Come si vede nel caso sottostante, che raffigura il grafico del cambio Euro-Dollaro, si può notare come su picchi massimi e minimi dell’ATR in concomitanza con punti di ipercomprato e ipervenduto del RSI si verifichino inversioni della tendenza in atto.

E’ il caso dei due esempi cerchiati in bianco, nei quali il cross EurUsd ha toccato nel primo caso livelli massimi di prezzo, insieme ad una diminuzione dell’ATR e ad un picco del RSI.

In concomitanza di questo evento, il cambio Euro-Dollaro ha iniziato una lunga fase di discesa per poi trovare un rimbalzo dove indicato dal secondo cerchio bianco che corrisponde ad un picco massimo dell’ATR e ad un picco di ipervenduto del RSI.

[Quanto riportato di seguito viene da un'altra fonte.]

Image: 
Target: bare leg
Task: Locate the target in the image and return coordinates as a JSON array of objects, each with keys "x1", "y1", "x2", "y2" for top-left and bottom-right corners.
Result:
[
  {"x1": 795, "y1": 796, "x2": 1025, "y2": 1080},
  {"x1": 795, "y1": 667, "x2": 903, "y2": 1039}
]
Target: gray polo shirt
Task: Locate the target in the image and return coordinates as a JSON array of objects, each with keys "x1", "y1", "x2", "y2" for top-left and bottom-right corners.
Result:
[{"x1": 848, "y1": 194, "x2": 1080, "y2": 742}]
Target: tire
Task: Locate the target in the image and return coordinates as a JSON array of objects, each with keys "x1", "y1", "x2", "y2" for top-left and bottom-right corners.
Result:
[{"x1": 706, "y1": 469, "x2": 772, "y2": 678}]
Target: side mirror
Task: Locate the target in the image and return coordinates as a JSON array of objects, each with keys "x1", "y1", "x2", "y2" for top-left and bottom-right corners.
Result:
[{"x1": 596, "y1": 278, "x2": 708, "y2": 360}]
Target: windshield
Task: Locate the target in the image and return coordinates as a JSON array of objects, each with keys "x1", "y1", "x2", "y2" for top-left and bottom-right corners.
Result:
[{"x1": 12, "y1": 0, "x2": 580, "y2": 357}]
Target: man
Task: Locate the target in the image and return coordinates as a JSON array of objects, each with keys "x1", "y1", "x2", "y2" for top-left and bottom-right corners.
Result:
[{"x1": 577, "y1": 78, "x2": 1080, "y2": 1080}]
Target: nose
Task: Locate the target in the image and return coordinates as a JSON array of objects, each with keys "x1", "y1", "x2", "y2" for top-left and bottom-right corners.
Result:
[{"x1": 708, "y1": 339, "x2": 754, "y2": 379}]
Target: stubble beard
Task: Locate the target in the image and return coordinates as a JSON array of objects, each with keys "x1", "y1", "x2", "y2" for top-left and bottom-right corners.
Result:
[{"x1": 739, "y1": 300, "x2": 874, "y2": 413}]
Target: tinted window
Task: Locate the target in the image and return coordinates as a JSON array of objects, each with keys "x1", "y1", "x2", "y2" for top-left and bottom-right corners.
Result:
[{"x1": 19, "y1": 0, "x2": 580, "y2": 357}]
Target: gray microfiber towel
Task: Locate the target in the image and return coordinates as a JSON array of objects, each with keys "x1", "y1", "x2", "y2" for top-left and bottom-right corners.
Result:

Indicatore ATR: conclusioni

Nel complesso, l’indicatore ATR da solo non genera chiari segnali di acquisto o vendita ma si limita semplicemente ad esprimere aumenti o diminuzioni della volatilità.

Questo indicatore tecnico, se usato insieme ad altri indicatori come il MFI, il RSI, l’ADX o il Parabolic Sar, può fornire ottimi segnali di entrata o di uscita da uno strumento finanziario.

E’ logico che, vista la natura di indicatore di volatilità, sarà preferibile utilizzare l’ATR su strumenti particolarmente volatili in modo da sfruttare in pieno le caratteristiche dell’indicatore.